Will they just go with: “This man is the former prime minister’s dad. Could look massively corrupt,” and leave it there? Or would it be within their remit to look at the many detailed allegations Stanley Johnson’s late wife Charlotte gave on the subject of her having been the victim of his domestic violence, including a broken nose, a claim which seems to have had precisely zero impact on Johnson Senior’s omnipresence on the D-list celebrity circuit?
(In my short stint as a diary reporter on the London party circuit, I saw more of Stanley Johnson than my own flatmates. It seems highly unlikely to me that any British person in the 21st century has eaten more canapes than Stanley Johnson, with the possible exception of Ben Fogle.)
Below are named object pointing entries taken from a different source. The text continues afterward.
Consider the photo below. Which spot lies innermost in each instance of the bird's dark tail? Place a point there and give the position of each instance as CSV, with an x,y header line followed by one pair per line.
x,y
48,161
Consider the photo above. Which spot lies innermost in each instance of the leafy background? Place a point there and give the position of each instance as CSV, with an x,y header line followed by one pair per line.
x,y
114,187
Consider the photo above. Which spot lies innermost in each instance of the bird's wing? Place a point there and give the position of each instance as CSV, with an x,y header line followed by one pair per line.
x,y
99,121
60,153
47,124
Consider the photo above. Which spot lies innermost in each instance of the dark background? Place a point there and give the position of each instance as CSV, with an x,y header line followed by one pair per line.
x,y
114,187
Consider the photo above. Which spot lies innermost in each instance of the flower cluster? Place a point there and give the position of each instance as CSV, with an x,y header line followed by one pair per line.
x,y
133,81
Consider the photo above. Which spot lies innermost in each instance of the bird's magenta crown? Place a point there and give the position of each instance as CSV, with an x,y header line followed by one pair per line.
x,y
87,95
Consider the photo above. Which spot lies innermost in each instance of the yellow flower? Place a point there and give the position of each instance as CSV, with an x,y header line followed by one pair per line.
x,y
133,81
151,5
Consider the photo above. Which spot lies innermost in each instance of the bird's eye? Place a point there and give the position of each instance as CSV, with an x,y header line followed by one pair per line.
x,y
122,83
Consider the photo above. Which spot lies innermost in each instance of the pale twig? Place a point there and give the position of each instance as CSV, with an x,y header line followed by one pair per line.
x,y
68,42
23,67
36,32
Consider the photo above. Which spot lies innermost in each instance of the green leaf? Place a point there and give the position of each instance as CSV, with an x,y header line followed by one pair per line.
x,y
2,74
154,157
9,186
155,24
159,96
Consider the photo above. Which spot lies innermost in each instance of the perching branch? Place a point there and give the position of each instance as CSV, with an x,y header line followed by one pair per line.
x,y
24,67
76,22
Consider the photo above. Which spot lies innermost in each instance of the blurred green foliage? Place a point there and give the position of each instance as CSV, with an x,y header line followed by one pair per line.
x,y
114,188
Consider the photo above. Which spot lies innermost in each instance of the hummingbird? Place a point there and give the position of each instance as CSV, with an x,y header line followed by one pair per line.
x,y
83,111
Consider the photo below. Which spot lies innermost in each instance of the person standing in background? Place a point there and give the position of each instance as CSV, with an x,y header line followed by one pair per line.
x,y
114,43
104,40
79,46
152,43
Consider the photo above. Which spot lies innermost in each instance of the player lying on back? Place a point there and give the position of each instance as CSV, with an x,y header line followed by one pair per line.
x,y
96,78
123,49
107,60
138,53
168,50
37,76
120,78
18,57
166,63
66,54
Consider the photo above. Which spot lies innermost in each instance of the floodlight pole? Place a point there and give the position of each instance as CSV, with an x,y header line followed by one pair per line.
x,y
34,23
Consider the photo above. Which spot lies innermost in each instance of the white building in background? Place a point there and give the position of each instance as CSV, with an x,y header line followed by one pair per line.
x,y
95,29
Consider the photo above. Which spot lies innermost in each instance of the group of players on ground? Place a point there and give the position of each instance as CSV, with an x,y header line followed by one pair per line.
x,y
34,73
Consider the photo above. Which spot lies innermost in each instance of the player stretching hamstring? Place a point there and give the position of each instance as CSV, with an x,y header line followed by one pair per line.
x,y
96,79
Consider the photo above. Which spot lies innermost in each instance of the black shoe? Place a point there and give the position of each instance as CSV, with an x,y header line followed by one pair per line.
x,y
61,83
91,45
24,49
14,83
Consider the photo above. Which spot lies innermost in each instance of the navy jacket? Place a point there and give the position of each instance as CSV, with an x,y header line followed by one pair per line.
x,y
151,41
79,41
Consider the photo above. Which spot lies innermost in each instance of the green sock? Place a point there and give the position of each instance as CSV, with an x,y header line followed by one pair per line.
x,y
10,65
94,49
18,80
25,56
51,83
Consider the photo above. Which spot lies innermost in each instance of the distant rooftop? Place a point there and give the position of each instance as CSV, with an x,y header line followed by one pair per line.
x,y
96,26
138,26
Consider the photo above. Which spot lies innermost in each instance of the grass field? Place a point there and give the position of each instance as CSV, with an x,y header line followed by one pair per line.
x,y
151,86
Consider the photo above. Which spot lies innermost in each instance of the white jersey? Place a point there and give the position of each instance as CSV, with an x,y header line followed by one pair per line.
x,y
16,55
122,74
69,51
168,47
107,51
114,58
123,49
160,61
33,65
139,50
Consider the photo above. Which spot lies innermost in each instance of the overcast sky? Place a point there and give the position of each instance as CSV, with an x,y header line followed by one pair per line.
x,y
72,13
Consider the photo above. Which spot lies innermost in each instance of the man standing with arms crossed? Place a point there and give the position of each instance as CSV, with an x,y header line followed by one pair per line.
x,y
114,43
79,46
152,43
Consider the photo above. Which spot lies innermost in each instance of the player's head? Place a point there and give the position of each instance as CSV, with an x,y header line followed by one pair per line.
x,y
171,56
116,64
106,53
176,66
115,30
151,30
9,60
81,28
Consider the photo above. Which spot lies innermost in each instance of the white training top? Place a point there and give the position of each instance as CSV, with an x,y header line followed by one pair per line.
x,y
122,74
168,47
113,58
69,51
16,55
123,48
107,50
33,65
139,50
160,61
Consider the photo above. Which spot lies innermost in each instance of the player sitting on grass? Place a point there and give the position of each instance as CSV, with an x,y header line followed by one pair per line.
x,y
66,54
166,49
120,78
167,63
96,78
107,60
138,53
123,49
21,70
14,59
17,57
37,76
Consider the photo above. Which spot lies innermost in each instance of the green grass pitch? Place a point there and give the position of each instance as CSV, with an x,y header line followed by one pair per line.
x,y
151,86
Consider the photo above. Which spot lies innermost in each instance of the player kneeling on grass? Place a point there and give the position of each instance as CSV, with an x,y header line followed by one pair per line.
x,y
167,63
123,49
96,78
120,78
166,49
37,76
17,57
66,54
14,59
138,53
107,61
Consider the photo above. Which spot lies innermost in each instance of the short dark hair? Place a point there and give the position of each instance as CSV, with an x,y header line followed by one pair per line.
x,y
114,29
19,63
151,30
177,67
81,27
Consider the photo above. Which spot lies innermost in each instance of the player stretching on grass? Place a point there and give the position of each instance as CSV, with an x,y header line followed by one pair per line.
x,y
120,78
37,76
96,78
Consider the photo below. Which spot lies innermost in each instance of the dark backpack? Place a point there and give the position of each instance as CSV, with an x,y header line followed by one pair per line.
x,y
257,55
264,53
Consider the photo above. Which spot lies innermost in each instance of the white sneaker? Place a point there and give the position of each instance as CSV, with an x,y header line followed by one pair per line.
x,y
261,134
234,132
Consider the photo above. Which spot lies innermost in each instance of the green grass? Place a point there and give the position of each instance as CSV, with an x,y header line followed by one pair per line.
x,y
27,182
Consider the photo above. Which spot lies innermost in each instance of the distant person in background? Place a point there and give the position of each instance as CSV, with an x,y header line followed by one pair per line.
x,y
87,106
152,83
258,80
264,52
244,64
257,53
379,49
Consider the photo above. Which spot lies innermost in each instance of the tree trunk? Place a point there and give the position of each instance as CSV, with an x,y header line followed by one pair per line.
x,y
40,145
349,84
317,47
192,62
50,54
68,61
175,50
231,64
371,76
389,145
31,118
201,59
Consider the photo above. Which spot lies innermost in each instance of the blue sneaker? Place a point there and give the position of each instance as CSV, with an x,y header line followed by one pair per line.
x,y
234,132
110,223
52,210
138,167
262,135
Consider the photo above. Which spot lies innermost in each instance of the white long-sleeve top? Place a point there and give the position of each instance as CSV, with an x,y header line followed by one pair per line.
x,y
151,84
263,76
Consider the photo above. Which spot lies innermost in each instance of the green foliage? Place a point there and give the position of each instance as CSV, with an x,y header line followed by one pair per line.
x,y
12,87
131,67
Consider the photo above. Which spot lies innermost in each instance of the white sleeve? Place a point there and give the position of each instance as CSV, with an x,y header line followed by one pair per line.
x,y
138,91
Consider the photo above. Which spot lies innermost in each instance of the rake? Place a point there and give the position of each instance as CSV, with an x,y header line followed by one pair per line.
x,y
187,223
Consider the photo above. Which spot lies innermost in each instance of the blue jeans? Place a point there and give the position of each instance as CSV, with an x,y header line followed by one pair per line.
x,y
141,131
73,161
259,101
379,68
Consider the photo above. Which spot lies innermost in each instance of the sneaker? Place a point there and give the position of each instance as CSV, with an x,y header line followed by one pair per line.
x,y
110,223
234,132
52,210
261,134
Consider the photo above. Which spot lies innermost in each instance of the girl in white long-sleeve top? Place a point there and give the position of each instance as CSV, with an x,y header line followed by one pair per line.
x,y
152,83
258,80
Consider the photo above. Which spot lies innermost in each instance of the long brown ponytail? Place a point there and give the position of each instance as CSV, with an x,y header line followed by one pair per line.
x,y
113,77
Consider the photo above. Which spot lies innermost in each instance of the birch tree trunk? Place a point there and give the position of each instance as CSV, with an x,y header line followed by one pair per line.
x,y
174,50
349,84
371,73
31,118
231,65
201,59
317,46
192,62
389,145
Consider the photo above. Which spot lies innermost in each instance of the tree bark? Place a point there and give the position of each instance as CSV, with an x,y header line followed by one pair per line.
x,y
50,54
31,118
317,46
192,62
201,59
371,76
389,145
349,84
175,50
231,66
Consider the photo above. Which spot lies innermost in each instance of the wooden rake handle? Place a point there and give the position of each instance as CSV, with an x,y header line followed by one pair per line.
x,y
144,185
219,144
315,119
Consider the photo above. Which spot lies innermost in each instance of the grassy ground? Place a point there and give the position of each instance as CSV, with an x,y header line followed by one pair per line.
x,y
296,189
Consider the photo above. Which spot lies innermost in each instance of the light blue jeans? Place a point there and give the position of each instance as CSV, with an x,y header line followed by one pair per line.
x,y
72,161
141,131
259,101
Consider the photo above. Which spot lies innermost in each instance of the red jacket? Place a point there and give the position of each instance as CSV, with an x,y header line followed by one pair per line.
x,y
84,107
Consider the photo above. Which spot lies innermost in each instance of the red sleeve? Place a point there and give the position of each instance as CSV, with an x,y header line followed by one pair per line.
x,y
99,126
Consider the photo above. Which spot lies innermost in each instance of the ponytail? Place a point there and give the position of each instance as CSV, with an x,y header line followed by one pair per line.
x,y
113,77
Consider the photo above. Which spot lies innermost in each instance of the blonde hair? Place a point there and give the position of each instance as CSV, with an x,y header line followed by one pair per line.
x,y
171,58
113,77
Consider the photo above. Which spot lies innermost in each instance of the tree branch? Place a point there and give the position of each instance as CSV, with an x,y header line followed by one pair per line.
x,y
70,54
One wonders if it has occurred to either Johnson or Truss that they could just spare themselves and their friends the humiliation, and the rest of us the blood pressure issues, and not bother knighting or ennobling anyone for what they did during a period of government so mesmerically bad that it will be a while before its scale is fully understood.
Naturally, to do so would be to break with longstanding tradition. Former prime ministers have always handed out honours to their friends at the moment of their resignation. It is a constant of the British constitution, an unbroken run stretching all the way back to David Cameron in 2016. Yes, that’s absolutely right. If you’re trying to find out who was on Gordon Brown’s resignation honours list, or Tony Blair’s, it will take you a while because, knowing it was entirely absurd, they just didn’t bother with it.
And that’s instructive, too. It is best to think of it not as a gesture of thanks — but of apology. And it is only in recent times that it has become common to exit the job of prime minister with an extremely long list of people who you have to say sorry to, ideally with some sort of medal.
David Cameron, objectively Britain’s worst ever prime minister (taking your country out of the EU when you didn’t actually want to remains the high water mark of ineptitude, even after all that’s gone since), felt he was doing the decent thing by giving out knighthoods and peerages to everyone who hadn’t quite worked out he was going to banjax their lives and careers. Though if that is the qualification, it is a shame we weren’t all given one, all 70 million of us, a bit like when Time magazine decided the Person of the Year was in fact “you”.
We know Johnson still intends to ennoble two former staffers aged 28 and 30, one of whom is best known around Westminster for an assignment in his earlier journalistic days of hiding in a tree to spy on Jeremy Corbyn. He has already conferred a peerage on his brother, Jo Johnson, who historians are fairly sure is the only man to resign as a point of principle from his own brother’s government.
There, he sits alongside Zac Goldsmith, whose incredible run of losing elections even when his party was winning them was kindly ended by Johnson with a permanent lifelong seat in the legislature. This happened while he was still prime minister, so if it was to say thank you for anything, it can only have been the occasional loan of the villa in Marbella. There is a simple solution to all this, of course. Just get rid of the whole thing. The sort of people politicians feel they must thank for their service are precisely the sort of people who didn’t get into public service for the sake of public gratitude.